Establishing a user community is a great way to build brand loyalty and user adoption in a scalable way. Your customer base is filled with experts and with those that are keen to learn. Facilitate open conversations amongst your customer base through online forums and have an individual or team at the ready to jump in and help when need be.
Consider whether your customer base and business could benefit from a training model. This could include calendar based training where it’s free for customers to sign up. Or perhaps making a paid certification training would be appealing to your customer base (for example the Salesforce administration certification). Training could be delivered live, via recorded webinars, onsite or in a combination of these ways. The ideal structure of your training program is really dependant on your product and customer base. Trainers can be on a team of their own or could be part of the Professional Services team. There is no one size fits all here and not to belabour the point … but again, understanding your ideal customer journey is a good way to figure this out.
Customer Success Operations
Putting these pillars in place is one thing but how to make them operational is a whole other beast. As mentioned in a previous post, you do not want your customers to feel the bumps of your internal processes. You want to ensure they enjoy a smooth ride along their journey. Operations is a key component of how to make your CS strategy scale. It’s worth putting the time into considering whether an ops role or team is required. Whether operations is done within each pillar or whether there is an ops team that works across all CS operations, it’s an area to carefully consider what (not) to do for your business.

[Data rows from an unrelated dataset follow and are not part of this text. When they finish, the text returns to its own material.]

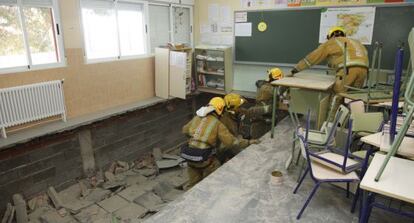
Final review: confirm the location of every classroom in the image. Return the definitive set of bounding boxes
[0,0,413,222]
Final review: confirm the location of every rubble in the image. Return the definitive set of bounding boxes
[12,194,28,223]
[97,195,129,213]
[3,150,189,223]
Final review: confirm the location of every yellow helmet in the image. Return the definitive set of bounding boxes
[224,93,245,110]
[327,26,346,39]
[267,67,284,81]
[209,97,225,115]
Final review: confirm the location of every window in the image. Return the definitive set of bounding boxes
[172,5,192,47]
[148,4,193,53]
[81,0,148,62]
[0,0,64,72]
[149,4,170,53]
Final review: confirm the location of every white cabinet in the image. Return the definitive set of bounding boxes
[155,47,193,99]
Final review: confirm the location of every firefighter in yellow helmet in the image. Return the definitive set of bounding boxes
[246,67,284,120]
[181,97,259,188]
[291,26,369,120]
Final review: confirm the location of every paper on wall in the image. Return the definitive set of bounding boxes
[220,6,232,22]
[201,24,210,34]
[235,23,252,37]
[170,52,186,69]
[221,36,234,45]
[219,22,233,33]
[208,4,220,22]
[235,12,248,23]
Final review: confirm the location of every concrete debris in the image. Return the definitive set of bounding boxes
[12,194,28,223]
[134,154,155,169]
[27,194,49,211]
[162,154,185,163]
[73,205,109,223]
[79,181,90,198]
[104,171,116,182]
[1,203,13,223]
[116,161,130,171]
[7,207,14,223]
[152,148,163,161]
[28,207,50,223]
[39,209,77,223]
[102,180,126,191]
[84,188,111,203]
[97,195,129,213]
[152,181,184,202]
[57,208,68,217]
[113,203,147,222]
[133,192,165,212]
[118,185,147,202]
[58,185,94,214]
[47,187,63,209]
[133,168,157,177]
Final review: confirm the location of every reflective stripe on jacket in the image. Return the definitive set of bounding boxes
[295,37,369,72]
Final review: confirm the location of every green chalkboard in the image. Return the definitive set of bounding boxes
[235,5,414,70]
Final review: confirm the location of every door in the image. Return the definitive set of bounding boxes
[169,51,187,99]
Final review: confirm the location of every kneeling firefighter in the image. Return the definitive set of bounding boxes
[181,97,259,188]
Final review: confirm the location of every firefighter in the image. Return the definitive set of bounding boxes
[181,97,259,188]
[291,26,369,120]
[246,67,284,120]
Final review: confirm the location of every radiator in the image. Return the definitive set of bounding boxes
[0,80,67,138]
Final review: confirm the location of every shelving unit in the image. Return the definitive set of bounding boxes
[194,45,233,94]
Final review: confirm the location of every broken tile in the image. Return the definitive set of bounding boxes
[1,203,13,223]
[162,154,184,163]
[133,192,165,212]
[28,207,50,223]
[118,185,147,202]
[59,184,94,214]
[47,187,63,209]
[152,148,163,161]
[104,171,116,182]
[97,195,129,213]
[152,181,184,202]
[27,194,49,211]
[124,174,147,187]
[13,193,28,223]
[85,188,111,203]
[156,159,181,169]
[102,180,126,191]
[113,204,147,221]
[133,168,157,177]
[39,209,77,223]
[74,204,110,223]
[79,181,90,198]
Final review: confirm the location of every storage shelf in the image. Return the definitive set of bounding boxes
[197,86,226,95]
[197,70,225,76]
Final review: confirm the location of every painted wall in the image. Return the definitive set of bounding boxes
[0,0,155,118]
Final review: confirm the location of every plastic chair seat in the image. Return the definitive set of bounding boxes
[311,161,360,181]
[307,130,327,144]
[310,151,359,173]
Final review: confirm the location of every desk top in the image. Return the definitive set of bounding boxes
[360,132,414,158]
[360,153,414,204]
[271,73,335,91]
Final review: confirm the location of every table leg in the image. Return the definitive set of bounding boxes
[271,86,278,138]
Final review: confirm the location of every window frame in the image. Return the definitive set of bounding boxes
[170,4,193,48]
[0,0,66,75]
[80,0,151,64]
[148,2,171,54]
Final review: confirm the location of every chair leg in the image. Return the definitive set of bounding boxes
[297,183,321,220]
[351,185,361,213]
[293,167,309,194]
[296,157,306,183]
[346,182,350,198]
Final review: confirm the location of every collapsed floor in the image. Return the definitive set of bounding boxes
[2,148,189,223]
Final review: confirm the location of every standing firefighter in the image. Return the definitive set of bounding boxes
[291,26,369,120]
[181,97,258,188]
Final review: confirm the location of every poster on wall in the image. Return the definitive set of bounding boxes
[287,0,301,6]
[319,7,376,44]
[301,0,316,6]
[274,0,288,7]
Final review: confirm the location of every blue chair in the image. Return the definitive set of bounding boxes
[293,111,361,220]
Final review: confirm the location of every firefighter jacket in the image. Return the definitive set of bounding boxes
[182,114,249,150]
[294,37,369,73]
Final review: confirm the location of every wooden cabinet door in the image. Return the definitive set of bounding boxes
[169,51,187,99]
[155,48,170,99]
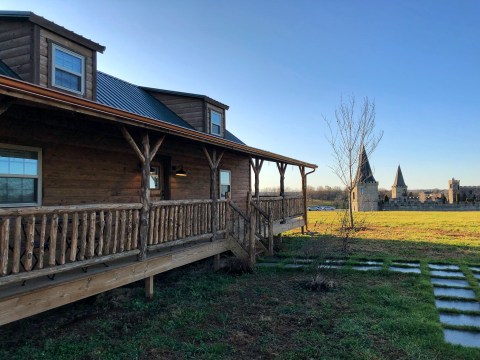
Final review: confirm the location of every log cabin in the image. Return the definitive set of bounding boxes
[0,11,317,325]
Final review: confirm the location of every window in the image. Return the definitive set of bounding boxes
[219,170,231,199]
[51,44,85,94]
[149,167,161,189]
[0,145,42,206]
[210,110,222,136]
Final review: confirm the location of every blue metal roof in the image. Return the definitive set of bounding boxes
[96,72,195,130]
[0,59,20,79]
[97,71,244,145]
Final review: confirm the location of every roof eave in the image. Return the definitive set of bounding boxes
[0,75,316,169]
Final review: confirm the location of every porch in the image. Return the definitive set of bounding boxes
[0,195,305,325]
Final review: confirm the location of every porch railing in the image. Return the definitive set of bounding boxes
[147,199,226,250]
[0,203,142,285]
[258,195,305,222]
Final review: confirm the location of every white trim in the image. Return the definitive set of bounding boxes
[51,43,85,95]
[0,143,42,207]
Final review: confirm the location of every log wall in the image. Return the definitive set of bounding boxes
[0,105,250,211]
[0,20,33,82]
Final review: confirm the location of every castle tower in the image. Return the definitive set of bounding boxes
[448,178,460,204]
[351,147,379,212]
[391,165,407,200]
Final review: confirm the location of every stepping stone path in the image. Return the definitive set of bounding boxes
[429,264,480,348]
[257,258,480,348]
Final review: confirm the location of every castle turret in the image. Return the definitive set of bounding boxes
[351,146,379,211]
[448,178,460,204]
[391,165,407,200]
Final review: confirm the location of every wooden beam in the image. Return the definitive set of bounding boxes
[203,146,223,243]
[145,276,154,299]
[120,126,145,163]
[202,145,214,169]
[0,239,233,326]
[250,157,264,202]
[277,162,287,222]
[299,166,316,232]
[150,135,166,162]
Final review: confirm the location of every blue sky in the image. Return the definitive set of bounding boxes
[3,0,479,190]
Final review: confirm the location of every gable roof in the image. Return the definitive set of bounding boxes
[0,11,105,52]
[355,146,377,184]
[392,165,407,187]
[142,87,229,110]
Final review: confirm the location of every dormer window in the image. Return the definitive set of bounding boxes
[51,44,85,95]
[210,110,222,136]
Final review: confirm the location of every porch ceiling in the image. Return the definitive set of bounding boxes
[0,75,317,169]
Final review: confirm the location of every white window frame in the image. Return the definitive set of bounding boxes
[210,110,222,136]
[0,143,42,207]
[219,169,231,200]
[51,43,85,95]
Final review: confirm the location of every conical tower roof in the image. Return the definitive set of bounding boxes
[355,146,376,184]
[392,165,406,187]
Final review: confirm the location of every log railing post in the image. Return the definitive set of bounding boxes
[268,211,274,256]
[249,210,256,266]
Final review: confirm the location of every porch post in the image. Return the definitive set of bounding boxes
[120,127,165,261]
[299,166,316,232]
[276,162,287,223]
[202,146,224,242]
[249,157,264,203]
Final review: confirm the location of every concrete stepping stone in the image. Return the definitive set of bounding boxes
[389,266,421,274]
[473,273,480,280]
[353,260,383,265]
[430,270,465,278]
[469,266,480,273]
[391,261,420,268]
[431,278,470,288]
[435,299,480,312]
[444,329,480,348]
[434,287,476,299]
[325,259,346,264]
[318,264,343,269]
[351,265,382,271]
[440,313,480,327]
[429,264,460,271]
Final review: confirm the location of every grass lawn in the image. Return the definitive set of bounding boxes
[1,211,480,359]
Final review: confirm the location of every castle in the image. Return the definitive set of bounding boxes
[352,150,479,212]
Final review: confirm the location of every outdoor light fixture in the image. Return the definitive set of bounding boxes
[175,165,187,177]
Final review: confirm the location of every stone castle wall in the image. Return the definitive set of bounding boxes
[352,181,379,211]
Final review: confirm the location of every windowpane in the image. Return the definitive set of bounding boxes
[55,48,82,73]
[0,178,36,204]
[210,111,222,135]
[0,149,38,176]
[149,167,161,189]
[55,69,81,92]
[220,170,231,199]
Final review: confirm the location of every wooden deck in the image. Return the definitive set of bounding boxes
[0,196,305,325]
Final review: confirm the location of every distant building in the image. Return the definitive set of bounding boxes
[448,178,480,204]
[391,165,407,200]
[351,147,379,212]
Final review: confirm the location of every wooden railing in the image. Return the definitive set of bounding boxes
[250,201,273,255]
[148,199,226,250]
[258,195,305,222]
[0,203,142,285]
[226,201,250,252]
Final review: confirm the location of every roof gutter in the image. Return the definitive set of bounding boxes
[0,75,317,169]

You could argue that this is a list of roles, and you could be right. However, each business is unique and not all of these roles would be required for each type of business whereas some are vital. This post isn’t an attempt to convince you that these pillars are necessary for every business but it is an attempt to convince you to carefully consider your ideal structure. For example, if you have a very simple to use product then you may not need CS Engineers or Professional Services. However, if you have 1,000,000 end users a robust CS Ops and Support team could be absolutely essential.
There is no band-aid solution in what pillars should exist across every organization, which is why a Customer Journey evaluation is so critical. Once you’ve completed this evaluation you can truly understand what pillars are needed to help ensure that your customers are using your products and services successfully.

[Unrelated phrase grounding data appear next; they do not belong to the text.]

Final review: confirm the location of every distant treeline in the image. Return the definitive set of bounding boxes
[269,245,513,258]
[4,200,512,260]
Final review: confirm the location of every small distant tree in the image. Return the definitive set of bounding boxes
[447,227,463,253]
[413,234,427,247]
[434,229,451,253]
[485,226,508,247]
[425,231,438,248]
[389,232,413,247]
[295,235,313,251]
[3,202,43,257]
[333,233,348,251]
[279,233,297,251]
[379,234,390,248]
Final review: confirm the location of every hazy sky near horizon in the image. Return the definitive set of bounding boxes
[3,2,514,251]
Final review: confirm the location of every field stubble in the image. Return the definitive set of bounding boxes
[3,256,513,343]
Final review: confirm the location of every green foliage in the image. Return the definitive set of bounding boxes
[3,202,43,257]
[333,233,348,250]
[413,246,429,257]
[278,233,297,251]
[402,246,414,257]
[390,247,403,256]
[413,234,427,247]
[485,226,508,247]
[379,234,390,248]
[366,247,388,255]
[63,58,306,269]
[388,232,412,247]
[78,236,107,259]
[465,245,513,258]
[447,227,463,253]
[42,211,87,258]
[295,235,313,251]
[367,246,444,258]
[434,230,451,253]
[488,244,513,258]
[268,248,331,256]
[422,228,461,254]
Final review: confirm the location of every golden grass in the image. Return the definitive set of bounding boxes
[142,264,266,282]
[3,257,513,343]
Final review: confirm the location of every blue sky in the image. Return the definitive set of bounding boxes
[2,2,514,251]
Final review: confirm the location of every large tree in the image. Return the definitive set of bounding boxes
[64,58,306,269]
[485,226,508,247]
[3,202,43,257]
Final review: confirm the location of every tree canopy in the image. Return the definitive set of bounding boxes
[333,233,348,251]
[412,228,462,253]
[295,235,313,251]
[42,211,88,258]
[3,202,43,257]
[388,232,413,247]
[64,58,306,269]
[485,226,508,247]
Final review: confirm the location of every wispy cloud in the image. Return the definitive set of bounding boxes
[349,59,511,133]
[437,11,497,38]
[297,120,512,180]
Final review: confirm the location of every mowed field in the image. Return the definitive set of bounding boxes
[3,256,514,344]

I’d also encourage you to think about CS more holistically than just thinking of it as a Customer Success Management team. Although that is an essential piece of the puzzle, it alone will not help you scale successfully. CSMs can also have a lot more to offer than just picking up the phone and talking to customers. They can help to run Product Advisory Groups, user events, and inform the product roadmap, just to name a few examples of many.
If you want to have a customer centric culture that scales then I encourage you to think about how CS spans across the entire customer lifecycle and what pillars you want to put in place for the tactical execution of your CS strategy.